I.3. Epipalaeolithic

Starting ca. 12000 BC with the first strong warming period after the last ice age, known as the Bølling-Allerød interstadial, a new migration replaced part of the European population, helped by the melting of the Alpine glacial wall that divided west and east Europe. Individuals associated with diverse Epipalaeolithic cultures (ca. 12000–5000 BC)transition to the Epigravettian in southern Europe, and Magdalenian–to–Azilian transition in western Europefall into a newly emerged Villabruna genomic cluster, which displaced previous hunter-gatherer populations.

The population ancestral to the Villabruna cluster separated from the ancestors of contemporary populations found in the Near East. It is during this time that western European hunter-gatherers become much more closely related to modern Near Easterners, proving that the new migration likely happened from the Near East into Europe. The defining sample comes from an Epigravettian individual from Villabruna, Italy (ca. 13000 BC), of hg. R1b1-L754, and this lineage is also found in Loschbour (ca. 9775 BC), along with an individual of hg. I2-M438.

Other individuals include from Bichon, Switzerland (ca. 11700 BC), hg. I2a1a1b1-L286; Loschbour, Luxembourg (ca. 6100 BC), hg. I2a1a2-M423; as well as samples from La Braña, Iberia (ca. 5865 BC), hg. C1a2-V20; and Körös (Hungary ca. 5710 BC), hg. G-M201. Ancient individuals from France, Sicily, Croatia, France, and Germany share this ancestry, which suggests that the Villabruna cluster was widely distributed in Europe for at least six thousand years, and probably expanded from a south-eastern European refugium following the last Ice Age ca. 13000 BC (Mathieson et al. 2017).

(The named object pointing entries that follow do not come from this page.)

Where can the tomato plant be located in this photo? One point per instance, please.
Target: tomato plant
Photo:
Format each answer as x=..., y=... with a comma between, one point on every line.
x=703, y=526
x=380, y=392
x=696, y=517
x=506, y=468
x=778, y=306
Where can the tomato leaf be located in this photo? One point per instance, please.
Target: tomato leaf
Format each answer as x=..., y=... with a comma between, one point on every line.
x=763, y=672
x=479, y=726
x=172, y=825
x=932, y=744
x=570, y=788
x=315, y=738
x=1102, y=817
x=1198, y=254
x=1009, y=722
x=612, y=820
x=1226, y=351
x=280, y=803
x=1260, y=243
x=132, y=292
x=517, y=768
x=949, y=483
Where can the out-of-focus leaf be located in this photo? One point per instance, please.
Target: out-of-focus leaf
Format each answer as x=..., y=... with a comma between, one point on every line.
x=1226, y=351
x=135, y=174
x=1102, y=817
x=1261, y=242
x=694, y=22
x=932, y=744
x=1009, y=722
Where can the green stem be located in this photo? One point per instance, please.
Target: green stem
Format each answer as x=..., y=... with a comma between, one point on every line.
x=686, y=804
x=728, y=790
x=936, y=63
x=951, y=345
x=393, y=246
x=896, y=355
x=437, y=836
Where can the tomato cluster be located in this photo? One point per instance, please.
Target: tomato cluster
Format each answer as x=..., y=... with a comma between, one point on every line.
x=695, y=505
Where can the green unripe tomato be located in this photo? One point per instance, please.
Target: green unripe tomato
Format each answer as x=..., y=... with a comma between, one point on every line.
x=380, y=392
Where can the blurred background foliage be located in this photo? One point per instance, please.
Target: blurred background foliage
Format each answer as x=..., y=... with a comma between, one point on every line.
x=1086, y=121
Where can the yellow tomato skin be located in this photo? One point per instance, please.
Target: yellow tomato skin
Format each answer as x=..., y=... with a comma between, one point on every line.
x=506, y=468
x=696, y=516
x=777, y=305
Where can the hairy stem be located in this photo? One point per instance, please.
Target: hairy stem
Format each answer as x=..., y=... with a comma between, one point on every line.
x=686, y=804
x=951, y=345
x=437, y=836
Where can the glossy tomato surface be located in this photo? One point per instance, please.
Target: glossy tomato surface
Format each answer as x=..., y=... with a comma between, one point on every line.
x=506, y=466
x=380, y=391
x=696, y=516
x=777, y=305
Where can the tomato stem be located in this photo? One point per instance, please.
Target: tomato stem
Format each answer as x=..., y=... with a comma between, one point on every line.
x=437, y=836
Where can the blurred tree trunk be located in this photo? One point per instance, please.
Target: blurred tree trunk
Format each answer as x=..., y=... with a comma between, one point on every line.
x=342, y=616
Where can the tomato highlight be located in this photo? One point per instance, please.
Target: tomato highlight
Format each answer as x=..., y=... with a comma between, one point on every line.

Of the fifteen samples studied, four individuals from central and central-west Europe show a distinct component found in modern East Asians, particularly Loschbour and La Braña, which indicates gene flow from a population related to modern-day East Asians into some groups of the Villabruna cluster, consistent with gene flow between populations related to East Asians (Fu et al. 2016). This supports the potential arrival of R1b1-L754 lineages from Asia associated with a male-biased migration of an eastern population.

Based on the most recent data of modern populations, an origin of the split into R1b-M343 and R1a-M420 is estimated ca. 20800 BC, with a TMRCA ca. 18400 BC for R1b-M343, and ca. 16200 for R1a-M420. The formation of R1b1-L754 is estimated ca. 16900 BC, with a time to MRCA ca. 15100 BC, suggesting successive migration events, starting probably near Siberia in Asia, based on the Mal’ta sample of hg. R-M207.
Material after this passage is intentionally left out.